Phineas Pett (1 November 1570 – August 1647) was a shipwright and First Resident Commissioner of Chatham Dockyard and a member of the Pett dynasty. Phineas left a memoir of his activities which is preserved in the British Library and was published in 1918.
Born at "Deptford Strond", he was the second son of Peter Pett of Deptford, his elder brother being named Joseph.
Thomas Fuller, in his Worthies of England states: "I am credibly informed that the mystery of Shipwrights for some descents hath been preserved successfully in families, of whom the Petts about Chatham are of singular regard."
It is likely that Robert Holborn, cited as working with Peter Pett of Deptford at this time was a relative of Richard Hoborn, 'Cousin of Commissioner Pett'. Peter Pett of Deptford was the son of Peter of Harwich (d.1554). His sister married John Chapman, Master Shipwright, whose own son Richard was born in 1620 and Master Shipwright of Woolwich and Deptford dockyards. the shipwright who was to build the Ark, raised in the Pett household, "as in all probability was Mathew Baker" with whom, from 1570, Peter Pett was associated in the works at Dover.’
Phineas's father's first wife, Elizabeth Paynter, had given him a daughter, Lydia, and four sons; their mother died around 1543. Peter Pett of Deptford married his second wife Elizabeth Thornton, the sister of Naval Captain Thornton, and they had eight further children. The three sons were Phineas, Peter and Noah. Elizabeth died, the widow of Peter, in 1597.
Phineas had been sent to the Free School at Rochester for three years and then moved to a private school in Greenwich, until in 1586 aged 16 he entered Emmanuel College, Cambridge. On his father's death in 1589, Phineas was left destitute. Yet by 1601 Phineas had been appointed assistant to the Master Shipwright at Chatham; over the years his good services, particularly in fitting out the Fleet in six weeks, won support for him at court.

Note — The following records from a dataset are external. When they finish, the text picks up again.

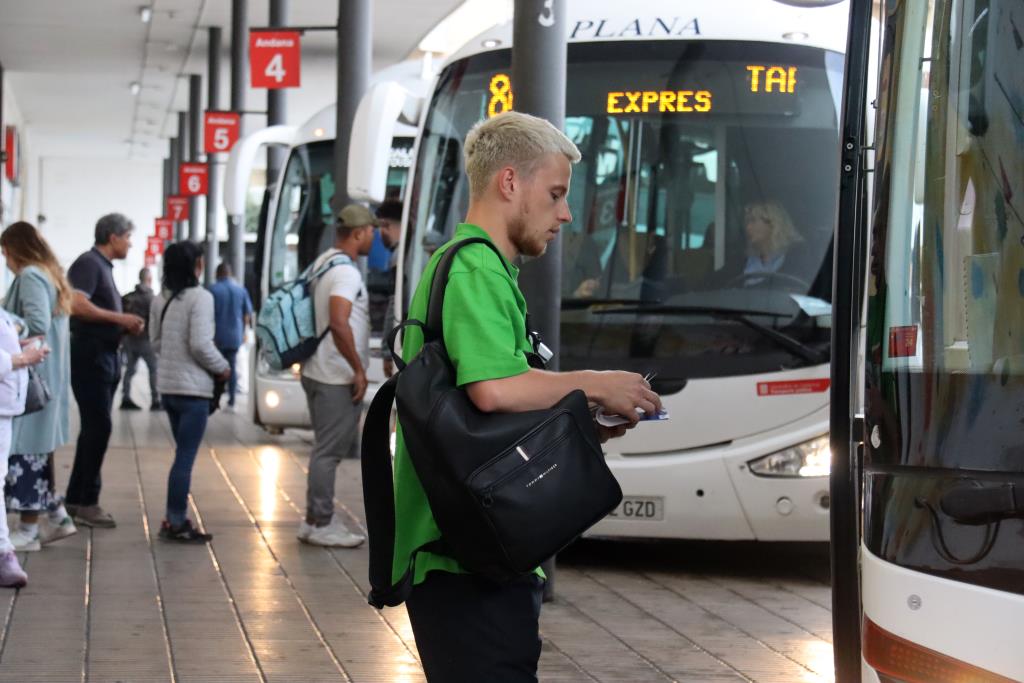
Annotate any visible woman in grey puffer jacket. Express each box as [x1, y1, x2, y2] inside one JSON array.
[[150, 242, 230, 543]]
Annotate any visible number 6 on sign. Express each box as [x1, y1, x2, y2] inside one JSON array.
[[180, 164, 207, 196]]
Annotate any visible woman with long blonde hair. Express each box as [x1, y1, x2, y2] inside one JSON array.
[[0, 221, 76, 551]]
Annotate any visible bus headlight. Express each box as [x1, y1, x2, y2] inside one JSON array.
[[748, 434, 831, 477]]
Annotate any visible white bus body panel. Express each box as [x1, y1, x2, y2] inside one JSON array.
[[588, 366, 828, 541], [860, 546, 1024, 681]]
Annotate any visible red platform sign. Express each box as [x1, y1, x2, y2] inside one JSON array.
[[203, 112, 242, 155], [165, 195, 188, 222], [145, 237, 164, 256], [249, 31, 302, 90], [153, 218, 174, 240], [179, 163, 210, 197]]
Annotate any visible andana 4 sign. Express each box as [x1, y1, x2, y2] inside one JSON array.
[[249, 31, 302, 90]]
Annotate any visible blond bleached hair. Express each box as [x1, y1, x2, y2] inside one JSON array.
[[463, 112, 582, 199], [743, 200, 804, 259]]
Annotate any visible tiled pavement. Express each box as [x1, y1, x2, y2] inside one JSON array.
[[0, 393, 831, 683]]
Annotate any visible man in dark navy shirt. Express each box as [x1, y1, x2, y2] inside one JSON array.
[[209, 261, 253, 405], [65, 213, 145, 527]]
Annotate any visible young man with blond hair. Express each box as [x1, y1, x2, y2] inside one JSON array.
[[392, 112, 660, 683]]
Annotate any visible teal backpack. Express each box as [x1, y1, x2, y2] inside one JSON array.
[[256, 254, 352, 370]]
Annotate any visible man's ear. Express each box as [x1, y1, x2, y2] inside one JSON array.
[[497, 166, 519, 201]]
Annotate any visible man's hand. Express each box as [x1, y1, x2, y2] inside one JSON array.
[[352, 370, 369, 403], [591, 370, 662, 425], [118, 313, 145, 335], [10, 346, 50, 370]]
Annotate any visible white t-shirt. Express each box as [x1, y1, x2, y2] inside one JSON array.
[[302, 249, 370, 384]]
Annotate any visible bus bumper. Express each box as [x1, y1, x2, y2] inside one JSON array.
[[586, 414, 829, 542]]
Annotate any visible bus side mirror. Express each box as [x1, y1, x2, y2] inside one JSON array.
[[348, 81, 420, 203]]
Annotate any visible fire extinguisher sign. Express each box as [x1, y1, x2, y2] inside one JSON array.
[[249, 31, 302, 90]]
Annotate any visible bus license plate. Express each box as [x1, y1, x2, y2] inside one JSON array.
[[608, 496, 665, 521]]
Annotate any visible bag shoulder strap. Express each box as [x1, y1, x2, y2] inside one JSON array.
[[359, 374, 444, 609]]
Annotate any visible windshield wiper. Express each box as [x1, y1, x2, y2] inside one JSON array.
[[562, 297, 660, 310], [594, 305, 828, 365]]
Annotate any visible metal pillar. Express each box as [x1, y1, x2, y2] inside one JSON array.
[[188, 74, 203, 242], [331, 0, 373, 220], [171, 112, 188, 242], [266, 0, 288, 185], [227, 0, 249, 283], [204, 26, 222, 285], [512, 0, 567, 600]]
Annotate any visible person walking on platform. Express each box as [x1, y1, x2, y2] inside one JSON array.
[[121, 268, 163, 411], [0, 221, 77, 551], [0, 309, 49, 588], [392, 112, 660, 683], [210, 261, 253, 405], [298, 204, 377, 548], [65, 213, 145, 528], [150, 242, 231, 543]]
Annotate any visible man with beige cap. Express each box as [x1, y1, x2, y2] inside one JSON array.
[[298, 204, 377, 548]]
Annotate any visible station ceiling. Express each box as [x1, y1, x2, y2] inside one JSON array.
[[0, 0, 462, 159]]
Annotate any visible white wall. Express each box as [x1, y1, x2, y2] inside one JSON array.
[[37, 157, 163, 292]]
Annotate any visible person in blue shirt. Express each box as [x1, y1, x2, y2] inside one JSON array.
[[204, 262, 253, 405]]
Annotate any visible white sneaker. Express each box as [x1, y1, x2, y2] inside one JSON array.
[[299, 516, 367, 548], [10, 528, 43, 553]]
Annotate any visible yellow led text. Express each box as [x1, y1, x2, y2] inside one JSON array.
[[487, 74, 512, 119], [746, 65, 797, 92], [608, 90, 712, 114]]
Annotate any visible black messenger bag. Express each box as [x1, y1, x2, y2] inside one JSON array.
[[362, 238, 623, 608]]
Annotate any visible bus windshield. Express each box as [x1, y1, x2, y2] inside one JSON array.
[[404, 41, 843, 381]]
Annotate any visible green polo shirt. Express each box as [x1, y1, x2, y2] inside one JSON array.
[[392, 223, 543, 584]]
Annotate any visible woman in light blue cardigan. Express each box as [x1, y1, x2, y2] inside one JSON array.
[[0, 221, 76, 551]]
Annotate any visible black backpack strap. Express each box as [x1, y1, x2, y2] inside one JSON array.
[[359, 374, 444, 609], [423, 238, 512, 339]]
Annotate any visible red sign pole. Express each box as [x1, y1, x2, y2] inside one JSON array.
[[249, 31, 302, 90]]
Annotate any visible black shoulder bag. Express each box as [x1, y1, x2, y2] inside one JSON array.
[[362, 238, 623, 608]]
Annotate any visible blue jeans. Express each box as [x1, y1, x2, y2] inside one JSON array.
[[217, 348, 239, 405], [163, 394, 210, 526]]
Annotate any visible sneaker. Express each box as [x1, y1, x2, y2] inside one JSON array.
[[9, 528, 43, 553], [71, 504, 118, 528], [0, 551, 29, 588], [160, 519, 213, 543], [39, 515, 78, 546], [299, 516, 367, 548]]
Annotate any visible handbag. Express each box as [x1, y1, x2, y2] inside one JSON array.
[[361, 238, 623, 608], [22, 366, 52, 415]]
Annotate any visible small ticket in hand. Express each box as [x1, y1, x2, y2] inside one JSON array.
[[594, 408, 669, 427]]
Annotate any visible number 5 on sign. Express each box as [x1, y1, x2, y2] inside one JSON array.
[[179, 164, 207, 197], [203, 112, 240, 155], [249, 31, 301, 90]]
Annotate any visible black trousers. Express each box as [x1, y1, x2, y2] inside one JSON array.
[[67, 336, 121, 505], [406, 571, 544, 683]]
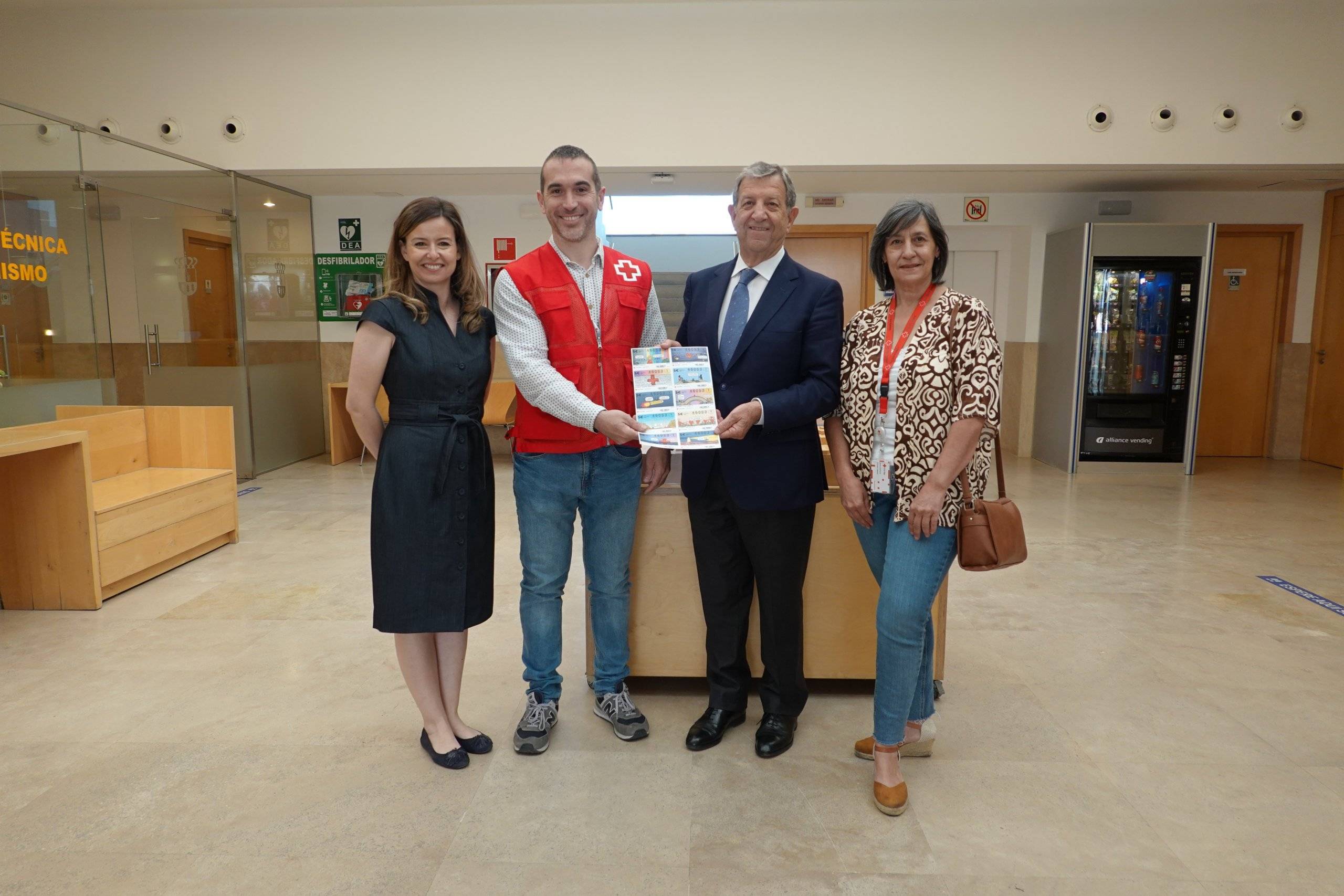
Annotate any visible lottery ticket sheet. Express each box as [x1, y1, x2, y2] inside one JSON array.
[[631, 346, 719, 451]]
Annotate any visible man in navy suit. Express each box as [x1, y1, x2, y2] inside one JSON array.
[[676, 163, 843, 757]]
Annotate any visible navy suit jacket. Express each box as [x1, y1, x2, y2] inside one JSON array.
[[676, 252, 844, 511]]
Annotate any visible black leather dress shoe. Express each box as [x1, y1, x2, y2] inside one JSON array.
[[757, 712, 799, 759], [457, 733, 495, 756], [421, 728, 472, 771], [686, 707, 747, 750]]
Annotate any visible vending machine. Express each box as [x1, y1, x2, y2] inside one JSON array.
[[1032, 224, 1214, 473]]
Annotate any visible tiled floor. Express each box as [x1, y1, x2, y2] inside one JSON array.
[[0, 461, 1344, 896]]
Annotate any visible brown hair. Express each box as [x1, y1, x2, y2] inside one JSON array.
[[540, 144, 602, 191], [380, 196, 485, 333]]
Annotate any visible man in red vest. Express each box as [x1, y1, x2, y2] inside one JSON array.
[[494, 146, 670, 755]]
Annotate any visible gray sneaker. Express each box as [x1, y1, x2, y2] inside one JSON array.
[[513, 693, 561, 756], [593, 681, 649, 740]]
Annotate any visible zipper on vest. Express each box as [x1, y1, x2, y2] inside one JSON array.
[[593, 326, 615, 445]]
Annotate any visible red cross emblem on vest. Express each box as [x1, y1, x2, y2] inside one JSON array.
[[612, 258, 640, 283]]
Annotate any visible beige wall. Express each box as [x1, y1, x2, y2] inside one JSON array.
[[3, 0, 1344, 171]]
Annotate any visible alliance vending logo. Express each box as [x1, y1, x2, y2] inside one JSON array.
[[1083, 426, 1166, 454], [1097, 435, 1153, 447], [338, 218, 364, 252]]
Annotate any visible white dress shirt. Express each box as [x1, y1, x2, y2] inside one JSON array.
[[719, 246, 783, 426]]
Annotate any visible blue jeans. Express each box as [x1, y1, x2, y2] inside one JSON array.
[[513, 446, 641, 700], [854, 494, 957, 745]]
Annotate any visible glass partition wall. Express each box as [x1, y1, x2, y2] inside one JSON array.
[[0, 108, 111, 426], [0, 106, 324, 478]]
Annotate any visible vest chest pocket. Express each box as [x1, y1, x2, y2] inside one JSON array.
[[527, 286, 578, 346], [614, 289, 649, 346]]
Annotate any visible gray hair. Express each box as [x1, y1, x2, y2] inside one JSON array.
[[732, 161, 799, 208], [868, 199, 948, 291]]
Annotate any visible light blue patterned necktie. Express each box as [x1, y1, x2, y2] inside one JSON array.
[[719, 267, 757, 367]]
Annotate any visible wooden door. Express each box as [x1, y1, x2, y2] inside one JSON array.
[[1195, 228, 1290, 457], [183, 230, 238, 367], [783, 224, 875, 322], [1303, 189, 1344, 466]]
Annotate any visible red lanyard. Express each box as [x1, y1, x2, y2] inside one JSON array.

Phineas Pett first met the young Prince Henry in 1604, through the good graces of the Earl of Nottingham, William Howard, the Lord High Admiral. Pett made a miniature ship for the Prince at Chatham. The keel was 28 feet and the breadth 12 feet, and was finished "battlement-wise" like the Ark Royal. On 22 March Pett presented the ship to Prince Henry, who named it the Disdain and "entertained it with great joy, being purposely made to disport himself withal." On 26 April 1604, James I of England gave Phineas, described as a servant of Prince Henry, a grant of a shilling a day. The grant also mentions Phineas's elder brother, Joseph. Phineas and Joseph were named in the royal charter for the incorporation of masters and wardens of the "Art and Mystery of Shipbuilding in England" in April 1605.